Daughters who are allowed to think for themselves, make their own choices, are viewed as a threat

It is my belief that daughters who go against this system, who go to college, learn how to think for themselves, are viewed as a threat. It is wrong to challenge, to question, undermine, speak out against this destructive movement.

I’m certain that Patriarchs know this real threat and that is why we are seeing so much building up daughters positively by glorifying the godly wife role and encouraging the relationships with fathers and daughters.

Patriarchal fathers must win their daughter’s heart at a very young age, win her approval and trust, in order to successfully perpetuate this cycle.

I am now convinced that for many Patriarchs, the agenda is not to honestly build the relationship between the father and daughter. Rather, fathers are using their daughters to instill in them what they believe to be the godly ideology and sell the daughters on their role in continuing and supporting this ideology. This is accomplished through purity ballspurity covenants, books, videos, conferences or retreats like this:

God’s Word speaks volumes to the relationship between fathers and daughters: His most sacred duty is her protection and preservation from childhood to virtuous womanhood. He leads her, woos her, and wins her with a tenderness and affection unique to the bonds of father and daughter. Success in his life mission is directly related to the seriousness and compassion with which he seeks to raise her as an industrious, family-affirming, children-loving woman of God.

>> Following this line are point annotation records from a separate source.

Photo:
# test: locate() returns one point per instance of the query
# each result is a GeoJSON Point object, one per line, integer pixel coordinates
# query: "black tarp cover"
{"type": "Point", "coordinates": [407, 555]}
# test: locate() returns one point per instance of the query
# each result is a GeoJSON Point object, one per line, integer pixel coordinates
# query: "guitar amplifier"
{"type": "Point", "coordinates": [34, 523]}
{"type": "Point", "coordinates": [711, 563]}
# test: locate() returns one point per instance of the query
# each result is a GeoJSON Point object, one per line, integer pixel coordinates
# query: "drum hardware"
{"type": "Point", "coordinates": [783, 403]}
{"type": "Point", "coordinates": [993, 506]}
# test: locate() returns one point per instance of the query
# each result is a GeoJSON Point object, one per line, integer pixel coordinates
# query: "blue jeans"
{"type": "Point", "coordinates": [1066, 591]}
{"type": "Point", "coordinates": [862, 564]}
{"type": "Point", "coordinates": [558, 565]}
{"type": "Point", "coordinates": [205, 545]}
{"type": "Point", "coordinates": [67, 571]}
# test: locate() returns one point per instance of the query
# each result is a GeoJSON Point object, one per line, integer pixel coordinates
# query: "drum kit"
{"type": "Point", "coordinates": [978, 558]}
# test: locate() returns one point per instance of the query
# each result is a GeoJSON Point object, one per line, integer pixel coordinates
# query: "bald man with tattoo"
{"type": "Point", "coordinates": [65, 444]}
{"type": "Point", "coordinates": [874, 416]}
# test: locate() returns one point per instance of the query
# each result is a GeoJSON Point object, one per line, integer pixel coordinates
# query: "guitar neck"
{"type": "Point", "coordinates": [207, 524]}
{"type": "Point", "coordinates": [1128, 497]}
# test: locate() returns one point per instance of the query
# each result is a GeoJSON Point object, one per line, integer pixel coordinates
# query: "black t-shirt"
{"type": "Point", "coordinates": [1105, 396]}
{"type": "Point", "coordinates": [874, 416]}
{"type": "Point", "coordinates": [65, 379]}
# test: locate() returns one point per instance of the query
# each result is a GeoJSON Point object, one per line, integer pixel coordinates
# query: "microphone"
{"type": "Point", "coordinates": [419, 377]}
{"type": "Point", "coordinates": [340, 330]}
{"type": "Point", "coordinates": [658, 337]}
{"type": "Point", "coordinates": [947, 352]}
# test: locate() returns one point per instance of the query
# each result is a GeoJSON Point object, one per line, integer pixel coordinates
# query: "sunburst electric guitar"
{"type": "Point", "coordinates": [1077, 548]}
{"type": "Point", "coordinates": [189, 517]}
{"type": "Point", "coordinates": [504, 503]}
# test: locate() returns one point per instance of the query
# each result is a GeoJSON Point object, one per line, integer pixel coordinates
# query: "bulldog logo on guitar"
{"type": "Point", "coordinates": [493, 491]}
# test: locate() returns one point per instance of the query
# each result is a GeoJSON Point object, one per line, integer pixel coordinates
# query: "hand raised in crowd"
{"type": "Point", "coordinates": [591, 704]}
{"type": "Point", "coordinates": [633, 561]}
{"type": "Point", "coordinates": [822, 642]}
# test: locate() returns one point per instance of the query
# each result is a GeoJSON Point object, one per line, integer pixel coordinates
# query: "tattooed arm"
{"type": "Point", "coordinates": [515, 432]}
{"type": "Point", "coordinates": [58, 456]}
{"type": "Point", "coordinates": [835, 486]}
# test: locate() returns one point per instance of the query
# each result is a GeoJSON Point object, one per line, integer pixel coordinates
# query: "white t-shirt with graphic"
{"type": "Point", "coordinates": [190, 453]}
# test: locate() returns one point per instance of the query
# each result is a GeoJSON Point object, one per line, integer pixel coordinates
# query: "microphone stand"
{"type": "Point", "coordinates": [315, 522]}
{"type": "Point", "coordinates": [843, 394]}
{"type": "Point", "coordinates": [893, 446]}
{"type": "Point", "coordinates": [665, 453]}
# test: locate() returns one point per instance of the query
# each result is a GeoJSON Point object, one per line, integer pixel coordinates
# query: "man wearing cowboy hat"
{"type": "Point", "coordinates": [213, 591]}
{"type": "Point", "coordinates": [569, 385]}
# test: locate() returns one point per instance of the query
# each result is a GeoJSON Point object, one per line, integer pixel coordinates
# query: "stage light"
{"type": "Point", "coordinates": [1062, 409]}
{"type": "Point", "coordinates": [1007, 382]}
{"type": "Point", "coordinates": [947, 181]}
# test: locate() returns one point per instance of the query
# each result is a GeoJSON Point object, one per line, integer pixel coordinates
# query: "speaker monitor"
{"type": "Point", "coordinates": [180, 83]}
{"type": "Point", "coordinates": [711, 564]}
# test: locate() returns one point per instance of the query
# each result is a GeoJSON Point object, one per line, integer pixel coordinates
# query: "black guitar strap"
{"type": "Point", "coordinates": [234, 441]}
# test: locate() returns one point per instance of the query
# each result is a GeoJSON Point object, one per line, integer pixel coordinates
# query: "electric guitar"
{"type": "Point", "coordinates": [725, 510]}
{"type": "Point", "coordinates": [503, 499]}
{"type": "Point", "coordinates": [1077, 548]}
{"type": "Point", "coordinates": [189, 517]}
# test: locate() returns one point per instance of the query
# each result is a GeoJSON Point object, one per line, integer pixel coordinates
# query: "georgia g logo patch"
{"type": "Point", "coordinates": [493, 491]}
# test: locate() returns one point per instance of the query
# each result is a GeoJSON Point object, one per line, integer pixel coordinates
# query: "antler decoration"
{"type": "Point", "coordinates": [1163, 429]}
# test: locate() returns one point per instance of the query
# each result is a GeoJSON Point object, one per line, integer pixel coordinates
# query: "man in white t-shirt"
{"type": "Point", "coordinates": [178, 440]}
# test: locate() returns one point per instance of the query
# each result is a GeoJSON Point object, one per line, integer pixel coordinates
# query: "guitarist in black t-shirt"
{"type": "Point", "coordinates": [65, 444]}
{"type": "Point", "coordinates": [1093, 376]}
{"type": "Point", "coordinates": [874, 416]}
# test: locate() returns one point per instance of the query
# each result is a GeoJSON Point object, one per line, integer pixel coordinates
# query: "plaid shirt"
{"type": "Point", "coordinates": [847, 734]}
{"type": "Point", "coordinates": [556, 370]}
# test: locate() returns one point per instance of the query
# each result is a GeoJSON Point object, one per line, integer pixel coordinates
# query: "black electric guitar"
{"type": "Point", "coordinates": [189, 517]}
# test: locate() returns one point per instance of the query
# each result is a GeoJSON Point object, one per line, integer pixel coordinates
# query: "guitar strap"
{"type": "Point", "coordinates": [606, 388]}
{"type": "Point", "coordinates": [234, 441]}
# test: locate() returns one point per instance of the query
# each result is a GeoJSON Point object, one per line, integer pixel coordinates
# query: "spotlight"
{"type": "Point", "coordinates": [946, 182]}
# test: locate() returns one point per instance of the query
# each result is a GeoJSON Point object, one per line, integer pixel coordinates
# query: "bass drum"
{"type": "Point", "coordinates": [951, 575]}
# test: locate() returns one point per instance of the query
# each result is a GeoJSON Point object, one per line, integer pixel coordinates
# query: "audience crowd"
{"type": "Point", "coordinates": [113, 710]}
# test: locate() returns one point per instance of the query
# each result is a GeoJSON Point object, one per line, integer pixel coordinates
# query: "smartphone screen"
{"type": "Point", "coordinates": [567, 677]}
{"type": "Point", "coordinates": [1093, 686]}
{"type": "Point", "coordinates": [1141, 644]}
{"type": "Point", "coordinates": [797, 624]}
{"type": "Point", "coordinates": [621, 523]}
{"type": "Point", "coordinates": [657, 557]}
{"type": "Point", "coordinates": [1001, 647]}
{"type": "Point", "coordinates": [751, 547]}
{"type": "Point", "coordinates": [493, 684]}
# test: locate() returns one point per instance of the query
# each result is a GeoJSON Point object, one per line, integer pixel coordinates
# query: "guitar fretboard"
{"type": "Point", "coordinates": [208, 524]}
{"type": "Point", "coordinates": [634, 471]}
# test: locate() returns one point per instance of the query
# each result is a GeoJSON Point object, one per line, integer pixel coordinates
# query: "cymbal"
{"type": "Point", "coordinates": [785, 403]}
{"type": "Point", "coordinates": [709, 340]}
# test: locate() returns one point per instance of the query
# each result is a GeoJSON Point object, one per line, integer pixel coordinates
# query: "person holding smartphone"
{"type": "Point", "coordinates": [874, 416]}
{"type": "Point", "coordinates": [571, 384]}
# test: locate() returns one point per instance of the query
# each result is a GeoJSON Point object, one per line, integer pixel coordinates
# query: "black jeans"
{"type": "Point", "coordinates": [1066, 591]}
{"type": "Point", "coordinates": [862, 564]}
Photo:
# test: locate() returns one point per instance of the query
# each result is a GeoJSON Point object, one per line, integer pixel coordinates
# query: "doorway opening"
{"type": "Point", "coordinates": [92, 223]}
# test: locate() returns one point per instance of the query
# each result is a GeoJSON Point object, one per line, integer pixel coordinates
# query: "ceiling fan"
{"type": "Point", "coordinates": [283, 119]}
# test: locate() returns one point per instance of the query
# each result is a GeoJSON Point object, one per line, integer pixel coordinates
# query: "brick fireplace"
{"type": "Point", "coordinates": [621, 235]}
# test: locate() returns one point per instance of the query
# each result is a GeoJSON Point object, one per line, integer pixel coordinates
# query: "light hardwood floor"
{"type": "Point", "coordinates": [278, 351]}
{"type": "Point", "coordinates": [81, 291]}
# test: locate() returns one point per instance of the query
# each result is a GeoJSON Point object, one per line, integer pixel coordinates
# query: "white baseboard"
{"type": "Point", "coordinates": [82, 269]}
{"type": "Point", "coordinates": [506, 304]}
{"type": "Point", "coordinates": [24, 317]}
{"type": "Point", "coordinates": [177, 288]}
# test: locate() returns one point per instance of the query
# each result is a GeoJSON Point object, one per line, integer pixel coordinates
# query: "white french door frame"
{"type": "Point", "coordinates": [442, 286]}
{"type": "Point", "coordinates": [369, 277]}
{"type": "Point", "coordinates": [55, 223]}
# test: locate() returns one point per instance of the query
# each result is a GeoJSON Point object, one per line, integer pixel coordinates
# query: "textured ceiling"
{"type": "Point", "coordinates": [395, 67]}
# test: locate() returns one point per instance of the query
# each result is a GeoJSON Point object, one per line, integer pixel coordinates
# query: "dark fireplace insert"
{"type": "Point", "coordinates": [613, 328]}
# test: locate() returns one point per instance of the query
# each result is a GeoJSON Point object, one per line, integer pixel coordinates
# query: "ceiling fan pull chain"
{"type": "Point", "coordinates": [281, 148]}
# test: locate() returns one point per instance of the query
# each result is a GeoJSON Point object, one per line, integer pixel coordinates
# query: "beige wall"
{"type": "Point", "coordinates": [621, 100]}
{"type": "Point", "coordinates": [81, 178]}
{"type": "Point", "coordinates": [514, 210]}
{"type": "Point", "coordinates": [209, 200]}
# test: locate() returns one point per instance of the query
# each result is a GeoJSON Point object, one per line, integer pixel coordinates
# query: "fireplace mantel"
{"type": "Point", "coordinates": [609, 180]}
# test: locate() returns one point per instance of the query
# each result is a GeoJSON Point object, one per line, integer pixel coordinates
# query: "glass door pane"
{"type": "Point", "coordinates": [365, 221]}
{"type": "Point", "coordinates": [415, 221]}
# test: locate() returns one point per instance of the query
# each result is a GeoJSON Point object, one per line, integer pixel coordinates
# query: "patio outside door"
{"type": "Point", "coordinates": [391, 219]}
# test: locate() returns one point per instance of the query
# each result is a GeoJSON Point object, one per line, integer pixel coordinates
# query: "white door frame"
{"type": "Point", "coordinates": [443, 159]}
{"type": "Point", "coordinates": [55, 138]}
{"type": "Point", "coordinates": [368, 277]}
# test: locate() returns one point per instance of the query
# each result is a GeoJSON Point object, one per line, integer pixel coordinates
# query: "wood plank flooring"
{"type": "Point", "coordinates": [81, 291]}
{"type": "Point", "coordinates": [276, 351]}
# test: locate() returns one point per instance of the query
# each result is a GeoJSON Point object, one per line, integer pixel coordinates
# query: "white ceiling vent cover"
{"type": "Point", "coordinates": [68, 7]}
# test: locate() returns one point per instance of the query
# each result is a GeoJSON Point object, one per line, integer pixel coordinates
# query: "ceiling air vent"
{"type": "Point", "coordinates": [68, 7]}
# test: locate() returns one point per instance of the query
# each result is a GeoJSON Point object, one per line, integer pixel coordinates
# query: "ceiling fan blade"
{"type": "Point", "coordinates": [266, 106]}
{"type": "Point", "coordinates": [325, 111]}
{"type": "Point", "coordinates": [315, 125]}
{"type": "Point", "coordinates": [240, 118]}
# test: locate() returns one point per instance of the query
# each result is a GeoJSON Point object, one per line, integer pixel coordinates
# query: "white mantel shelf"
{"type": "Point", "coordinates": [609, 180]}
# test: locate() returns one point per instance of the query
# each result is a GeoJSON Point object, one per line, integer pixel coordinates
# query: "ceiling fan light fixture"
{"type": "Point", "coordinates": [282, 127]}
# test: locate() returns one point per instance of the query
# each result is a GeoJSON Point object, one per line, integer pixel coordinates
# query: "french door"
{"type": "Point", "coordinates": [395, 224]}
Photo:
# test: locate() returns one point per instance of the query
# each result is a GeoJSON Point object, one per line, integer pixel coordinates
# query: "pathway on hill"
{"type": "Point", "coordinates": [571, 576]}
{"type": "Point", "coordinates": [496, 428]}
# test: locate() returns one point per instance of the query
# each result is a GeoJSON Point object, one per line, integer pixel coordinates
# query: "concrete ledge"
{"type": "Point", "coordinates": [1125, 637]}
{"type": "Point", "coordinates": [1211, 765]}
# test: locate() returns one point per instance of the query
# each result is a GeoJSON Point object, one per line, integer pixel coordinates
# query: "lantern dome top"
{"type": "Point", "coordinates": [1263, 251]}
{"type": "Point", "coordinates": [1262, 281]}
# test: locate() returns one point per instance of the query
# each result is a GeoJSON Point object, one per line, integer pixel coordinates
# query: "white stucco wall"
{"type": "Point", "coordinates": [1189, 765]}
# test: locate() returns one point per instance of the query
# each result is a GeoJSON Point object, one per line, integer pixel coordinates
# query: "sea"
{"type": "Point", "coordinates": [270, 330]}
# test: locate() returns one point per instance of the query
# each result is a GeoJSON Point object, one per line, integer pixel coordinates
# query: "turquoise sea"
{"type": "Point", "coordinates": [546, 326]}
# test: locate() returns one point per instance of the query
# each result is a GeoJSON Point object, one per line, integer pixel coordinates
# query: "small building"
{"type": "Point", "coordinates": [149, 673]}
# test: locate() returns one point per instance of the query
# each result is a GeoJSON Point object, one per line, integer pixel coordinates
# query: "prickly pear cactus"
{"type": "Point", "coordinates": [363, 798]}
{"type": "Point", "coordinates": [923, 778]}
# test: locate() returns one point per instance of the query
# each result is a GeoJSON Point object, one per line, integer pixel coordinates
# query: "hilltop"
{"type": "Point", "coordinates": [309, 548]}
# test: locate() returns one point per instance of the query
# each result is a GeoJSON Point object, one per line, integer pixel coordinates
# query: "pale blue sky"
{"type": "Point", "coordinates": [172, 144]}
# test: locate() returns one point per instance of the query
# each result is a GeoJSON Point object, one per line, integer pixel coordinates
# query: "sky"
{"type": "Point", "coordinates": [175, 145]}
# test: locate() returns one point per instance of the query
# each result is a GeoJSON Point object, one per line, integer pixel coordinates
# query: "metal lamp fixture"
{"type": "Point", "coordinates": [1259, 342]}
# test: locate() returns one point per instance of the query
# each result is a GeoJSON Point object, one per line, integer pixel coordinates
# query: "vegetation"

She, in turn, looks to her father as a loving picture of leadership, of devotion, and of care. Her relationship with her father will help to define her view of the worth of a woman, the meaning of fulfillment and contentment, and her vision for virtue. When these relationships are realized and cultivated, the generational mission of the Christian family is secure.

Is it any wonder that Satan is on the prowl seeking to tear the hearts of daughters from their fathers, and driving wedges of indifference between them — fathers with no time for their little girls, and young ladies who have replaced the love of their fathers with the acceptance of peers and inappropriate romantic relationships? The Vision Forum Ministries Father & Daughter Retreat is one step on the journey of recovering the preciousness of this relationship so crucial to the kingdom-building work of the Church. (from Father & Daughter Retreated Sponsored by Vision Forum)

Sadly, I also think that some fathers are unknowingly climbing aboard this fast train of destruction.

They don’t understand the system in which they are caught.  

They believe what they are doing is good for their families and daughters and don’t understand the price it will have on their family. It really is not about a relationship for many.  It is about an agenda.

As I have been following trends in the Homeschool Movement, what I am seeing is that those fathers who tightly control their daughters and their lives — do not allow them to have educational and work choices, do not allow them to make important life decisions,  do not allow them to think for themselves spiritually or own their own faith — will likely lose their daughters in adulthood.

They may in fact lose a relationship with their daughters forever.